Figure 5. Cause of sickness
Corvularia malina For warm-season grass species: zoysiagrass (top), centipede (middle) and seashore paspalum (bottom). All three pictures show seedlings in C- Berries– Infected (left) and uninfected (right) potting mix five weeks after planting. In all three cases, seedling density decreased C. Malina infested Soil. Photos by Maria Tommaso Peterson


Centipedes and St. Augustine grass had foliar blight, but foliar blight was not widespread. Seashore paspalum did not develop foliar lesions, but the dry weights of shoots and roots were significantly reduced compared to screening (Figure 5.) Currently, field symptoms of ink spot have only been observed on bermudagrass and zizia grass, the latter of which appears to be more susceptible in the southern U.S. .

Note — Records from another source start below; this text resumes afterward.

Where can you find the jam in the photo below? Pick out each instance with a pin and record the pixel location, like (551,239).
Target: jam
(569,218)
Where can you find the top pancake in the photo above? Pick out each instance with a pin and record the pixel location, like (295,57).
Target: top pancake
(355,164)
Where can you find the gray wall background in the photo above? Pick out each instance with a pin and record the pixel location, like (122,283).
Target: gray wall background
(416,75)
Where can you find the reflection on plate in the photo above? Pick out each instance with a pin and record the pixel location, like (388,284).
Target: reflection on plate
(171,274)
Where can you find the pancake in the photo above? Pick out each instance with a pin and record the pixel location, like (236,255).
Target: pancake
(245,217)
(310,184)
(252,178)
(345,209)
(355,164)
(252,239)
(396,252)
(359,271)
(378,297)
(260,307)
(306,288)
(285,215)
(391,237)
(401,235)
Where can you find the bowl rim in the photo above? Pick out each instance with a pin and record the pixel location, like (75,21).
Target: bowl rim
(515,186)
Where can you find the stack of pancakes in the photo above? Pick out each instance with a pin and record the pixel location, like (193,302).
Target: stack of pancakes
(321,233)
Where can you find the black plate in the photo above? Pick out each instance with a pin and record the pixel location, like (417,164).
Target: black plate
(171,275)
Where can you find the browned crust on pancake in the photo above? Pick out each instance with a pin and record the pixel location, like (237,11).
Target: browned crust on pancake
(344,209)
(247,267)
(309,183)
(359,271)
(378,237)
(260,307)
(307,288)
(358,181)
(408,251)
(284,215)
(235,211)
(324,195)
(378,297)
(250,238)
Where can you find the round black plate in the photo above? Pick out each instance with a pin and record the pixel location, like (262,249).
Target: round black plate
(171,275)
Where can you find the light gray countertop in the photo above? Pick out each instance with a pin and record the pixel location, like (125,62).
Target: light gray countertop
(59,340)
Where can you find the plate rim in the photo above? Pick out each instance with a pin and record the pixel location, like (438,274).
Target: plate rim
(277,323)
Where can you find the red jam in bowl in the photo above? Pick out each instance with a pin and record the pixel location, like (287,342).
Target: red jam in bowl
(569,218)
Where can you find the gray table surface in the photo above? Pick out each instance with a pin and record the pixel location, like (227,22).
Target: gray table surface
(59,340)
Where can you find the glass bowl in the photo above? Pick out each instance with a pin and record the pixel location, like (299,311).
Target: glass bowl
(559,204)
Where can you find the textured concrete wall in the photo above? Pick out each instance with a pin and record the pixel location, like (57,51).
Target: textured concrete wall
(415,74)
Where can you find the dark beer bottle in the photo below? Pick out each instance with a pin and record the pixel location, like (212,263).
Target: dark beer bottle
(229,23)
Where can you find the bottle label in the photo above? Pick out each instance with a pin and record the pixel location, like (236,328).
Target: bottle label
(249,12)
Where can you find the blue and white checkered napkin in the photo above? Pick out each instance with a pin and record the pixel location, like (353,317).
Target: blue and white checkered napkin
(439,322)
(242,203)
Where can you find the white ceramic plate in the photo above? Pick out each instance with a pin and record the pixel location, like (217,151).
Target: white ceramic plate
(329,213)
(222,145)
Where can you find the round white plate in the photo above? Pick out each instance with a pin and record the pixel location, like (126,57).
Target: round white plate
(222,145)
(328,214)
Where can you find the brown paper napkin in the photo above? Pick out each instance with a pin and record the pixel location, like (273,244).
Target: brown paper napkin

Golf course superintendents have successfully managed ink spot with labeled fungicides curve Classify. However, efficacy trials that include new generation succinate dehydrogenase inhibitor (SDHI) fungicides as well as fertility studies that include nitrogen source and rates may benefit supervisors trying to reduce inkblot outbreaks caused by C- Berries.

Finance

This research is a contribution from the Mississippi Agricultural and Forestry Experiment Station and the USDA National Institute of Food and Agriculture, Hatch Project under accession number 213130.

Thanks and appreciation

We are grateful to all of the Houston golf course superintendents who provided turf samples for ink stain diagnosis and characterization Corvularia malina.


Research says…

  • A disease affecting warm-season grasses was discovered in the Houston area in the late 2000s.
  • Because the disease’s initial symptoms were spots in the grass ranging from dark brown to black with black leaf lesions, the disease was given the name “ink spot.”
  • Genetic analysis was used to identify the fungal pathogen of inkblot, which was considered a new pathogen and named Corvularia malina.
  • The ink spot is only found at latitude 30 north.
  • More research is needed to identify management practices or products that will reduce or control disease incidence.

Literature cited

  1. Taney, T., and J. B. Baird. 1997. Color Atlas of Turf Diseases, First Edition. Ann Arbor Press, Chelsea, Michigan.
  2. Thomas Peterson, M., J. Young, K., B. L. Vines, and F. J. Hoffman. 2016. Corvularia malina sp. November. A new disease affecting warm-season grasses in the southeastern United States. mycology 108(5):915-924.
  3. the forest. M.2016. Dog imprinting and susceptibility of grass to this disease. Viridescent: Asian Turf Center Blog. September 19, 2016.

Maria Tommaso Peterson is a research professor of plant pathology at Mississippi State University, Mississippi State, Miss.